Histórico: Servini indaga hoy a un exfuncionario del franquismo

Política

Rodolfo Martín Villa declarará como imputado por 13 muertes, en el marco de un sistema represivo heredado de la dictadura de Francisco Franco. Episodio trascendental en única causa abierta de jurisdicción "universal". Jueza argentina lo interrogará de forma virtual. Apoyo de expresidentes a acusado.

En un acontecimiento con características históricas, la jueza federal María Servini tomará hoy a las 11, hora local, declaración indagatoria a Rodolfo Martín Villa, ministro del Interior durante la transición, pero acusado por delitos de lesa humanidad durante el franquismo. La justicia argentina, en la causa que instruye la magistrada, es el único proceso abierto en el mundo de justicia transicional abocado a desentrañar los crímenes ocurridos durante la dictadura de Francisco Franco en España, y a través de un fallo de la Cámara Federal de Casación, extender el período investigado a todos aquellos hechos de la transición que pudieran haber sido una prolongación de esos delitos imprescriptibles. Villa va a declarar en la sede del Consulado de Argentina en Madrid a partir de las 16, de acuerdo al horario europeo.

Tras una serie de trabas, a las que se agregaron las particularidades de la pandemia, la indagatoria no será presencial como pretendía Servini pero vía Zoom se lograrán sortear los últimos inconvenientes para arribar a un hito procesal dentro del expediente originado en una denuncia que data de 2010, cuando la justicia argentina tomó el caso. El exministro Villa es uno de los 15 acusados de los 20 que habían sido imputados por Servini en octubre de 2014, cuando al mismo tiempo dictó órdenes internacionales de detención. Puntualmente, Villa está acusado por “delitos de homicidio agravado” en un contexto de crímenes de lesa humanidad por sucesos ocurridos en un contexto represivo donde murieron 13 personas.
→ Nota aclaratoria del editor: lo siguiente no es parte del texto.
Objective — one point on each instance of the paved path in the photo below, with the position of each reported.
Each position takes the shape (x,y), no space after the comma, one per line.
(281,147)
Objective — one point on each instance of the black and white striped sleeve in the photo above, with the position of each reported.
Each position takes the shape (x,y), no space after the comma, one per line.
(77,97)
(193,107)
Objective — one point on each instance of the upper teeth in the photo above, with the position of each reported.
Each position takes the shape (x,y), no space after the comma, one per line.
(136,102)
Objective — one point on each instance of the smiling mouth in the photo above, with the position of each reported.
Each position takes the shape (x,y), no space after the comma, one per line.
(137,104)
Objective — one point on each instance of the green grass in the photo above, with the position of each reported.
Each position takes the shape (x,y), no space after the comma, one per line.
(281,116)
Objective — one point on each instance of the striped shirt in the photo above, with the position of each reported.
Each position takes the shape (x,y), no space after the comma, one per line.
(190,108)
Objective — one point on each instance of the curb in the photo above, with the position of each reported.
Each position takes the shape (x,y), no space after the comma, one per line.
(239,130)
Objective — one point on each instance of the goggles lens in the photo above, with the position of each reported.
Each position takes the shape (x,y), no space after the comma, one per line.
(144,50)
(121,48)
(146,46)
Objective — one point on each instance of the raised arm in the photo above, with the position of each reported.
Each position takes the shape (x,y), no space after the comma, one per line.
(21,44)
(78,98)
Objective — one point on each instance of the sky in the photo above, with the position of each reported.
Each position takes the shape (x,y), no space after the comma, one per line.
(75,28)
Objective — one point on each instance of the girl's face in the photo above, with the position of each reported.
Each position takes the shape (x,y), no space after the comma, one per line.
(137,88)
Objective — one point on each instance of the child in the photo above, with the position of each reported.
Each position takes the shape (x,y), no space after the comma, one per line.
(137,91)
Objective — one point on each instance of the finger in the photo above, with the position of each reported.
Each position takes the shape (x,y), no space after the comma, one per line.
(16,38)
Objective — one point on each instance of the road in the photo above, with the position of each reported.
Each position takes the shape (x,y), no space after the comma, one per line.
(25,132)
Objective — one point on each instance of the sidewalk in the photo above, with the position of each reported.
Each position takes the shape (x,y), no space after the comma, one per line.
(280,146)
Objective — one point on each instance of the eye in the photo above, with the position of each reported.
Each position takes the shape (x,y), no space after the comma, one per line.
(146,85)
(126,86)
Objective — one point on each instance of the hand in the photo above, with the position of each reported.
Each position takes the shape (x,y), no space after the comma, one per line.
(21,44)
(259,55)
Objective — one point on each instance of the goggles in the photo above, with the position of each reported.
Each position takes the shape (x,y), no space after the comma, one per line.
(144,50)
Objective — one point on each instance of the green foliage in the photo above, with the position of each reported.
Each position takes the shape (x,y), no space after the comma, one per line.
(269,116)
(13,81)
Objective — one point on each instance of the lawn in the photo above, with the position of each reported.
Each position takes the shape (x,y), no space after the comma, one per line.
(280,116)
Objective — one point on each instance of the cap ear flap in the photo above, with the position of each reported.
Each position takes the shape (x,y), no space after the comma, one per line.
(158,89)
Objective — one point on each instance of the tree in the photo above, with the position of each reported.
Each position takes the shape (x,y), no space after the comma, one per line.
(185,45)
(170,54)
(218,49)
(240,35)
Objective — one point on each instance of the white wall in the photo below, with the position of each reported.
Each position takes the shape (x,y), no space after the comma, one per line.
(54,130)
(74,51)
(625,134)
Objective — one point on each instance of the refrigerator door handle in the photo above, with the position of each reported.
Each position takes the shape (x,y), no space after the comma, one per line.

En Pamplona, en una asamblea a raíz del conflicto en una fábrica, en Vittoria donde hubo 12 muertos, en 1976. Y también por la muerte conocida como la Masacre de los Sanfermines, en 1978. Para ese entonces ya se había aprobado la Ley de Amnistía que evitaba la persecución penal sobre crímenes del franquismo y sus ejecutores. El saldo de los Sanfermines fue de 150 heridos, 11 ellos de bala, y un muerto: el activista político Germán Rodríguez, que fue asesinado a los 27 años. Su hermano participará hoy a las 7.30 de una conferencia de prensa virtual de las querellas, vía Zoom, que será la antesala de la declaración indagatoria que tomará Servini.

La defensa de Villa se basó en remitirle a Servini cartas de apoyo de los exmandatarios de España. Así, remitió respaldos de los expresidentes Felipe González, José María Aznar, José Luis Rodríguez Zapatero y Mariano Rajoy. Incluyó varias otras misivas de personalidades de la política española en el mismo sentido. En todas se asegura que el acusado fue uno de los garantes de la democracia, pero para la querella, que espera con mucha ansiedad este paso procesal considerado histórico, Villa fue uno de los garantes de la continuidad del aparato represivo instaurado durante el franquismo, y cuyos crímenes permanecen impunes.

Varias de las trabas procesales, han denunciado las querellas, se originaron en el propio gobierno de España que ha sostenido que tales hechos no pueden ser alcanzados por la persecución penal y que hay diversas leyes suscriptas por ese país que impiden el accionar de la justicia argentina.

En abril de 2010 se inició el largo recorrido de esta causa en la que Servini adoptó pasos trascendentales para aplicar el principio de justicia universal y avanzar así en un proceso inverso al que aplicó el exjuez Baltazar Garzón respecto a los crímenes de la dictadura argentina desde España. En su momento, la presentación había buscado recabar la mayor cantidad de adhesiones posibles, en un equipo técnico que comandaba Carlos Slepoy y que hoy tiene entre los abogados que impulsan las querellas a Eduardo Fachal.

Los familiares de víctimas de dirigentes asesinados durante el franquismo, Darío Rivas ya fallecido– e Inés García Holgado, junto a una decena de organismos de defensa de los derechos humanos argentinas y españolas, suscribieron la demanda que fue la punta del ovillo para que otras víctimas presten testimonio de los crímenes cometidos contra sus familiares. Diez años después, se logra un paso fundamental con la primera indagatoria.